President Obama on Tuesday laid the blame for the government shutdown entirely on congressional Republicans, rejecting any responsibility for the stalemate and calling it “a Republican shutdown” caused by spite over Obamacare.
Although polls fault both sides for the standoff, the White House insisted Tuesday that Mr. Obama was blameless for Washington’s dysfunction. The president gave no outward signs that he planned to negotiate with Republican lawmakers anytime soon to seek an end to the budget impasse.
Instead, the president scheduled an appearance Thursday at a construction company in the District to urge Congress to end the shutdown and to raise the nation’s borrowing limit.
While large swaths of the federal government were shut down, aides said Mr. Obama still plans to depart on Air Force One this weekend for a long-scheduled weeklong trip to Asia.
More than 12 hours after the government shut down for the first time since 1996, Mr. Obama made a public appearance in the White House Rose Garden, surrounding himself with people who officials said will benefit from his health care initiative. He criticized tea party Republicans in the House for what he said was their willingness to risk an economic meltdown to get their way.
“They’ve shut down the government over an ideological crusade to deny affordable health insurance to millions of Americans,” Mr. Obama said. “In other words, they demanded ransom just for doing their job.”
House Speaker John A. Boehner, Ohio Republican, said he has received two brief phone calls from Mr. Obama in the past two weeks and that the president has been unwilling to negotiate.
“For years, the president has said that in a divided government, no one gets 100 percent of what they want. But when will his words match his actions?” Mr. Boehner wrote in an op-ed in USA Today.
On Capitol Hill, House and Senate leaders remain far apart on a deal to reopen parts of the federal government that shut down at 12:01 a.m. Tuesday, when the fiscal year ended.
Republicans fire back
Mr. Obama came under fire from Republicans in Washington and across the nation for what his critics call a lack of leadership.
“What is especially disappointing to me is the unwillingness of the president and Senate Democrats to make a reasonable effort to resolve the real differences of opinion that exist here. … [Mr. Obama] seems to be able to talk with the Iranian rulers, but not the congressional leaders,” Sen. Lamar Alexander, Tennessee Republican, said in remarks on the chamber floor Tuesday. “This stubbornness in the face of reasonableness will not be good for our country.”
Similar sentiments have come from political pundits, Republican governors across the U.S. and others. By staking out such a firm position, analysts say, and essentially drawing another “red line” on the domestic issues of spending and health care, Mr. Obama is in a weaker political position than Mr. Boehner and his caucus.

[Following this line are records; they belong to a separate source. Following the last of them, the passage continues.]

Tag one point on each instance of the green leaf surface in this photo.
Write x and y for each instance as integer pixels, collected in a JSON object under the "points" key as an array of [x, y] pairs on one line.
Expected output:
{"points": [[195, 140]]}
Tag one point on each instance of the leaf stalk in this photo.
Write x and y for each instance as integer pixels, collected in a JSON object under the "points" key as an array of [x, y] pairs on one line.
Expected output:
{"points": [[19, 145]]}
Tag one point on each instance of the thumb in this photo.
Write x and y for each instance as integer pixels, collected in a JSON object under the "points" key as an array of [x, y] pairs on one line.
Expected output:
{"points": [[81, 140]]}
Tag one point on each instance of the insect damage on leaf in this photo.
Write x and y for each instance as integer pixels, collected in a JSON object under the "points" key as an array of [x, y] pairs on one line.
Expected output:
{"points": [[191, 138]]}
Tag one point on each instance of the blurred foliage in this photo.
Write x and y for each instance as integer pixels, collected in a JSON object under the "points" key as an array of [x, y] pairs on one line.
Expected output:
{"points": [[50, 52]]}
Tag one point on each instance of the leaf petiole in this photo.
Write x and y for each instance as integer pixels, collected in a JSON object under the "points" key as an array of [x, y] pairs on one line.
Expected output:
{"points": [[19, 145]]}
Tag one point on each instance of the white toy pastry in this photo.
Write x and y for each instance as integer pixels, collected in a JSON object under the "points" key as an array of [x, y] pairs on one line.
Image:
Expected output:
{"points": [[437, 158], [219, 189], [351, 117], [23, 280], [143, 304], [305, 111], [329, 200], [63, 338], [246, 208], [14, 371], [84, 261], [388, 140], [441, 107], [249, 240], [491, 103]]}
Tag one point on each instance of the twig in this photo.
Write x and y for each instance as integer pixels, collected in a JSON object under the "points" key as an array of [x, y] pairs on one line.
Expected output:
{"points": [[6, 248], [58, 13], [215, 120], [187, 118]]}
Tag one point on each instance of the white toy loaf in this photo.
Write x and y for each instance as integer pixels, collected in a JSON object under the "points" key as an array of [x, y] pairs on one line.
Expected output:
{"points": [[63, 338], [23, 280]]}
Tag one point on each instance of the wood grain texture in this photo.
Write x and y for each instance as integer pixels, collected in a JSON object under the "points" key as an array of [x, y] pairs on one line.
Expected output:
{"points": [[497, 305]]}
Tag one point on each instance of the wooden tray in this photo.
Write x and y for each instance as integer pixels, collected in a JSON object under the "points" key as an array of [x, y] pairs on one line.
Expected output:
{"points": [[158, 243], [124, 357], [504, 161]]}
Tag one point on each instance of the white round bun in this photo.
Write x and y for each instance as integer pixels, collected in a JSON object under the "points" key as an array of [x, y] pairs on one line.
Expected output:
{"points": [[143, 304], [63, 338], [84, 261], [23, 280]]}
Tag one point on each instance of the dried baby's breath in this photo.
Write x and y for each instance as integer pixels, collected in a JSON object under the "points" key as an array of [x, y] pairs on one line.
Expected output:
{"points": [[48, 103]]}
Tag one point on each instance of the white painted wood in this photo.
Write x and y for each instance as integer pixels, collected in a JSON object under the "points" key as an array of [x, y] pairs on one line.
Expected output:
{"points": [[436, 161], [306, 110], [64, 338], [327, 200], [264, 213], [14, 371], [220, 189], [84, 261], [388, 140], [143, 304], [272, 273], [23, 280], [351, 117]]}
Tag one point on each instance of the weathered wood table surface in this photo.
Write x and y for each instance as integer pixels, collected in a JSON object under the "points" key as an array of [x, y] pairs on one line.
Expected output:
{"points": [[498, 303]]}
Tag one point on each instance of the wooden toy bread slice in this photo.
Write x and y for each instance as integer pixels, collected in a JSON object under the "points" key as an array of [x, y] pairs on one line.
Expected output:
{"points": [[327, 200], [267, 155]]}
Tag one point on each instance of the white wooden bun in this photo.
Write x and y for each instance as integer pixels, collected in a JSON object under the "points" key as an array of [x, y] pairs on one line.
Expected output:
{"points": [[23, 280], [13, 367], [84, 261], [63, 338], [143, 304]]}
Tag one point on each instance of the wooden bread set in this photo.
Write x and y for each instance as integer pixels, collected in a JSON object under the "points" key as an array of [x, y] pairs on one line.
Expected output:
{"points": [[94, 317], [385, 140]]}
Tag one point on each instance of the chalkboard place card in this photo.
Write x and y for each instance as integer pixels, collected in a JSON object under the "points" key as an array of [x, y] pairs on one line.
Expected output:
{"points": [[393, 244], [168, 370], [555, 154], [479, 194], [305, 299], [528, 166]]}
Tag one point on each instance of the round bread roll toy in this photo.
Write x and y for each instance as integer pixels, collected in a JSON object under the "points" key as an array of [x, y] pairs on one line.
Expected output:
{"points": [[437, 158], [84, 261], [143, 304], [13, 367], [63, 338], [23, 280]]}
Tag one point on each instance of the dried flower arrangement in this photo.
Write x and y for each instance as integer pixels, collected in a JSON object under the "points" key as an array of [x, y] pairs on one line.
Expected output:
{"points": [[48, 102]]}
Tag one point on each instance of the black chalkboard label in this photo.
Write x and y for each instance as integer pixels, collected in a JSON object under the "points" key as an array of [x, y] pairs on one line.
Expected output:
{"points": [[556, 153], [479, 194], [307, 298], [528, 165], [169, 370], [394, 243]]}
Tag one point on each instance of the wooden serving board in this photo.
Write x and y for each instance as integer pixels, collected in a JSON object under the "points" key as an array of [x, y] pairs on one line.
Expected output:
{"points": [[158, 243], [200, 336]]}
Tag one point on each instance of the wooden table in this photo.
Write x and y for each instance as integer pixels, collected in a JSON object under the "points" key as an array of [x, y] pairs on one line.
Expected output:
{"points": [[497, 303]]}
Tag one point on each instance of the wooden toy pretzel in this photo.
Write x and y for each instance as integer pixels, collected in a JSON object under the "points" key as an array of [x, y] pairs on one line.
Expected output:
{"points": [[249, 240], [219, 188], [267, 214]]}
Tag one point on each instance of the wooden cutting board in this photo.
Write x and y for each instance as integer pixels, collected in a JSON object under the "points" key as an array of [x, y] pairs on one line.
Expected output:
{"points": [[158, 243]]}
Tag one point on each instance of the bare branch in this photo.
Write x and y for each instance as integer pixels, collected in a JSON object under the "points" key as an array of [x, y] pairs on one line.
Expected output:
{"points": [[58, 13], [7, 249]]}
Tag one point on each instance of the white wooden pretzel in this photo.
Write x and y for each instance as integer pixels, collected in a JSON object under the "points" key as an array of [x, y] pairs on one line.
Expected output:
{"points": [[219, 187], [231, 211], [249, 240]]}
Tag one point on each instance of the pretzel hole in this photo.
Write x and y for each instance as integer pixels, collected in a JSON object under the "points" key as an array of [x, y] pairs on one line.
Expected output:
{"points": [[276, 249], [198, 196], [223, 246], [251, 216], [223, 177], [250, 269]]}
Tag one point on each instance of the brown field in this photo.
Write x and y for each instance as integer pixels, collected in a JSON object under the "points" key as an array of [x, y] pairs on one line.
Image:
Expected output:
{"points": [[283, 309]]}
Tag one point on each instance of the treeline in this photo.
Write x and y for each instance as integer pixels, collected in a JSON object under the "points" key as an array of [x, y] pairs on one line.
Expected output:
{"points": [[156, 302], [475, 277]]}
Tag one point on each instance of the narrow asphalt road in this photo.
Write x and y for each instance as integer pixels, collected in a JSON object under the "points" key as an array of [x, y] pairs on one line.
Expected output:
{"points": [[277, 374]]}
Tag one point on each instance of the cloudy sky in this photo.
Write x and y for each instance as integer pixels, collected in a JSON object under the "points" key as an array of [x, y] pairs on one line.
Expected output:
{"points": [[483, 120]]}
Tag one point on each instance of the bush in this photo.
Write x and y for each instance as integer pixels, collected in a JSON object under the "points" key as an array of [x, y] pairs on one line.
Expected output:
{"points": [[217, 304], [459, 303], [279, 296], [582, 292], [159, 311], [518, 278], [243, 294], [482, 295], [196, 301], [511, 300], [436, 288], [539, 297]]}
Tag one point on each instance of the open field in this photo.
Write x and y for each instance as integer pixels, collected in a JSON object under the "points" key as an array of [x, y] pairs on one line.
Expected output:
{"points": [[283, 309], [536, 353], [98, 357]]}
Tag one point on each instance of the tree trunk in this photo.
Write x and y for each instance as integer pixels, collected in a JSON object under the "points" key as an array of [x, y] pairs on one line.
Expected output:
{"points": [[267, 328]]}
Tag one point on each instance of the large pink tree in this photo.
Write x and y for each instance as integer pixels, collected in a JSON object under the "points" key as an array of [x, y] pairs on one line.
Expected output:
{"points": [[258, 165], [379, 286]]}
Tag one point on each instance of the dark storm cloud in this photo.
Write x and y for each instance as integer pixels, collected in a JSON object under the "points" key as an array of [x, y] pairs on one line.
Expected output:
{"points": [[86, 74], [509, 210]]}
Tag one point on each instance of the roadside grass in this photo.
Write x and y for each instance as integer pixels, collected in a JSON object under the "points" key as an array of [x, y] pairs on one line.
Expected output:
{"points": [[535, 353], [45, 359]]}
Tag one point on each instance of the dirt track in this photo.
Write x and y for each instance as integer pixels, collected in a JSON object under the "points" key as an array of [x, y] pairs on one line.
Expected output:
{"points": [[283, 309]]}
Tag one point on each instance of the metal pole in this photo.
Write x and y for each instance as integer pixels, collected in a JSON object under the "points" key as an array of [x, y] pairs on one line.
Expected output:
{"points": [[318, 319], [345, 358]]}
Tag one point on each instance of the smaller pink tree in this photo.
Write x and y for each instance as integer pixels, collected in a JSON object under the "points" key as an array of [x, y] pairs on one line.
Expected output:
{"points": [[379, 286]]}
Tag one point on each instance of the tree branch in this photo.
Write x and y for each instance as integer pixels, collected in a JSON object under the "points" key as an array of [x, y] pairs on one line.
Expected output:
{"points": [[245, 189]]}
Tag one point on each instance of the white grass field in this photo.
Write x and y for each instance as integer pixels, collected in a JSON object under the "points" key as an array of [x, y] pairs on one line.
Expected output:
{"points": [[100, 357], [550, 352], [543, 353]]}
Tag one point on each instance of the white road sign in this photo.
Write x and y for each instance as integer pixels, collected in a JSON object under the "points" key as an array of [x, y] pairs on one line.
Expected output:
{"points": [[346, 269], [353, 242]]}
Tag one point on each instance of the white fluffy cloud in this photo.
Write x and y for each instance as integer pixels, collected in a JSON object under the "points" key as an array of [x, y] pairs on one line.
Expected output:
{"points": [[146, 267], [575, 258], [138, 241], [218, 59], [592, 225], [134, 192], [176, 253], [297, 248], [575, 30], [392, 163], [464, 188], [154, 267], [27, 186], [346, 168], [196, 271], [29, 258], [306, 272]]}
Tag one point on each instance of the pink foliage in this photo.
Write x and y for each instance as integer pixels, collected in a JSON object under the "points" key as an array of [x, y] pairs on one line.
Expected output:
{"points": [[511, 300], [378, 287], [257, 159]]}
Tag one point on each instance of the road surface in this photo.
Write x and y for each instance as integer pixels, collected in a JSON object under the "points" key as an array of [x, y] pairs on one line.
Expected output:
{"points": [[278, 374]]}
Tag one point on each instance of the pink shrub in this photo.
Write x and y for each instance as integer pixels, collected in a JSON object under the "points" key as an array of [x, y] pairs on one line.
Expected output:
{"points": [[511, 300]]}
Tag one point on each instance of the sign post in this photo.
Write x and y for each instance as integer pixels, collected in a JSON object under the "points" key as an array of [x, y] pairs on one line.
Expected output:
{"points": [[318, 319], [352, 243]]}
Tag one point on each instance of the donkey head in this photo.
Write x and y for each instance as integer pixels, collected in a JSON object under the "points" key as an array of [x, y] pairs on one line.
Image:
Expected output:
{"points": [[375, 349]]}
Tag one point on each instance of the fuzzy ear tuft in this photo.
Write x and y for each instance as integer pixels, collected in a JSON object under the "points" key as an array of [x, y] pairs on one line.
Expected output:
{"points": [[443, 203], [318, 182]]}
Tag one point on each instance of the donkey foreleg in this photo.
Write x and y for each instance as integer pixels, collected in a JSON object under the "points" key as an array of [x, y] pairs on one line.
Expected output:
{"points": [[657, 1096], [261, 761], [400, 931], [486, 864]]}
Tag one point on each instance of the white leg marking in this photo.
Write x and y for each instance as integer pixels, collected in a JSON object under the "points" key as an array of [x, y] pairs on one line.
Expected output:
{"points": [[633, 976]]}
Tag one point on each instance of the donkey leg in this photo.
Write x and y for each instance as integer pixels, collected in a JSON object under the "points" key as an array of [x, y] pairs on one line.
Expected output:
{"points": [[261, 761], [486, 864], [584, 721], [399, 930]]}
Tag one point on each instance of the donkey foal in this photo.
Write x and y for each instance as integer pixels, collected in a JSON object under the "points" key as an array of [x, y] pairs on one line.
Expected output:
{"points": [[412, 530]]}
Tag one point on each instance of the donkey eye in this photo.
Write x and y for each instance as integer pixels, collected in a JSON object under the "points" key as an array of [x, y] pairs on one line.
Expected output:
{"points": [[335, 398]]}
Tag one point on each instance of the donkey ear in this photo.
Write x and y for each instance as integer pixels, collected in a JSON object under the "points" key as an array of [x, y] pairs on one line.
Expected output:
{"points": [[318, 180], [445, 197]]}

“The president has put himself into a corner because he has said he is not going to negotiate. … If he then decides to negotiate, the question becomes, ‘How much is rhetoric worth?’” said Lara Brown, director of the political management program at George Washington University. “Will the public shaming [of Republicans] be enough? My sense is that it won’t. … Somebody has to be perceived to cave.”